In a critical scene, Curtis pulls the straps off his stoic, masculine reserve and lets his community know, uncharacteristically multi-syllabically, that he knows something they do not. (If you are lucky enough to have seen Michael Shannon take his character in the HBO series Boardwalk Empire over the edge of insanity, you will realize this scene in TAKING SHELTER goes further down that road to what better be an Oscar nomination.) However, it is the character Samantha who takes the scene home by doing what is best for the family, to hell with what people think. We should all be so lucky.

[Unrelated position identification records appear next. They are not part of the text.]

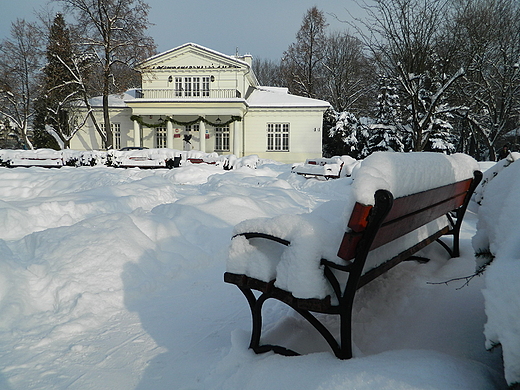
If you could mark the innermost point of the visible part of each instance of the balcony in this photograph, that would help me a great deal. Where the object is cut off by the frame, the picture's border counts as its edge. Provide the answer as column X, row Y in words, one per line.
column 172, row 94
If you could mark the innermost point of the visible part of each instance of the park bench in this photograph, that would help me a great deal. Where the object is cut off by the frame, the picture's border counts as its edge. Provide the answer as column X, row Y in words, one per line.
column 326, row 168
column 369, row 227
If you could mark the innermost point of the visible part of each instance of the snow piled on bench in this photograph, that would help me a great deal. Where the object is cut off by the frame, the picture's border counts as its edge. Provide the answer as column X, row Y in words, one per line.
column 315, row 236
column 408, row 173
column 498, row 232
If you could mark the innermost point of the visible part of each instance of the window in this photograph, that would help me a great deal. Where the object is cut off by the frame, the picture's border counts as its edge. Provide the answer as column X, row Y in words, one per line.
column 160, row 137
column 187, row 86
column 278, row 137
column 205, row 86
column 116, row 134
column 222, row 139
column 192, row 127
column 178, row 86
column 196, row 86
column 192, row 86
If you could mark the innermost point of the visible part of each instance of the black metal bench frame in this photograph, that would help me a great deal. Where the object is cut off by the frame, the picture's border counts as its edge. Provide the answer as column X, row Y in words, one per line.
column 369, row 227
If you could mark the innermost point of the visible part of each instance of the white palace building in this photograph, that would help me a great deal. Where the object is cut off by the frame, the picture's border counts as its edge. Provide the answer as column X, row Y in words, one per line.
column 193, row 97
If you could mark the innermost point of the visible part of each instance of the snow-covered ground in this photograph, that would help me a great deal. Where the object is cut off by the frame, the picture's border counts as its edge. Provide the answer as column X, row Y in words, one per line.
column 113, row 279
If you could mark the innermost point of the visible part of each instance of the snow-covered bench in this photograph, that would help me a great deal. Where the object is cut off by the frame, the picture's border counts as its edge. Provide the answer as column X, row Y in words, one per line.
column 47, row 158
column 144, row 158
column 398, row 204
column 327, row 168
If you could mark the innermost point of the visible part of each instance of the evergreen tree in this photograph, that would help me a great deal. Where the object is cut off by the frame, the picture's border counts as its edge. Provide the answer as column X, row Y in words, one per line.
column 302, row 62
column 58, row 88
column 441, row 137
column 348, row 137
column 385, row 132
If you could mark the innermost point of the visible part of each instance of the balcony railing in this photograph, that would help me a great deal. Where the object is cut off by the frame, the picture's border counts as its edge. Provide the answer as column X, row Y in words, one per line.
column 173, row 94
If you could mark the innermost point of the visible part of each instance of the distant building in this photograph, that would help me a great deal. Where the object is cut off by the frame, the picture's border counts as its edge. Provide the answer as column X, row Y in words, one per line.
column 193, row 97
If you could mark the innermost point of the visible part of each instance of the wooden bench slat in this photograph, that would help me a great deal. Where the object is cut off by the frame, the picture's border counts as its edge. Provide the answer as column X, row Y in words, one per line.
column 392, row 230
column 411, row 203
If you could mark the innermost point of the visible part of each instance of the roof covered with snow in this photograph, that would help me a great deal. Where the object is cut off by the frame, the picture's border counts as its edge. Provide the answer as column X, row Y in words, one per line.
column 114, row 100
column 280, row 97
column 196, row 46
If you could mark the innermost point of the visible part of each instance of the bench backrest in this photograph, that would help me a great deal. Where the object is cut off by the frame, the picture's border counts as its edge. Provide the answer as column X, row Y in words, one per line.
column 406, row 214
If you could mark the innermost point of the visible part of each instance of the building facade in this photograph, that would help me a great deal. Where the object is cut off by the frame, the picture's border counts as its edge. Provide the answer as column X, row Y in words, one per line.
column 193, row 97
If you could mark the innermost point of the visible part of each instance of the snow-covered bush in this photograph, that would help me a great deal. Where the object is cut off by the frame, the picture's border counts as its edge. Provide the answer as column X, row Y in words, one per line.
column 498, row 235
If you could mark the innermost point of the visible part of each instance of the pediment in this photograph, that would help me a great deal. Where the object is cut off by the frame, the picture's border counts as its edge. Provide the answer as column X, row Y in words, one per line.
column 192, row 56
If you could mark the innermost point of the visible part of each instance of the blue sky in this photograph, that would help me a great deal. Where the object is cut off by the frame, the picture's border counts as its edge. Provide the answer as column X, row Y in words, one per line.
column 262, row 28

Tension mounts within the family and within the community as Curtis’ dreams come faster and more furiously from the darker recesses of his mind. The judicious employment of CG in this film is riveting, , creating an Ohio skyline rife with unearthly clouds and swarms of birds coming together and diverting into patterns that look like schools of fish in the presence of a shark. These images are unsettling on many levels but not bludgeoning. They are necessary for the flow of the movie and are balanced nicely with the calm of Samantha’s steadfast resolve to keep the family together.
The first hour of the movie seems to be taking off toward a heart stopping crescendo. However, the last hour of the movie brings us into the hearts of good people getting through their day in a time when jobs are scarce and sickness—of body or mind—is frightening.
TAKE SHELTER follows a rational story arc, so it is no surprise that in the last act of the movie the storm sirens blow, which is not out of the ordinary for Ohio where tornados drop from the skies. Curtis and his family head to the shelter, for he is sure it is THE storm, not just a storm. It is in this box that Samantha makes Curtis prove that his love for his family is stronger than his allegiance to his hallucinations. It is here where many understand what the film is really about.
But, TAKE SHELTER is not over. When Hannah sees something that her father is sure only he can see, the viewer can assume what comes next. Assume nothing, for this is a well-written film that respects the viewer’s intelligence enough to dispense with an epilog. The story isn’t over until seconds before end credits roll.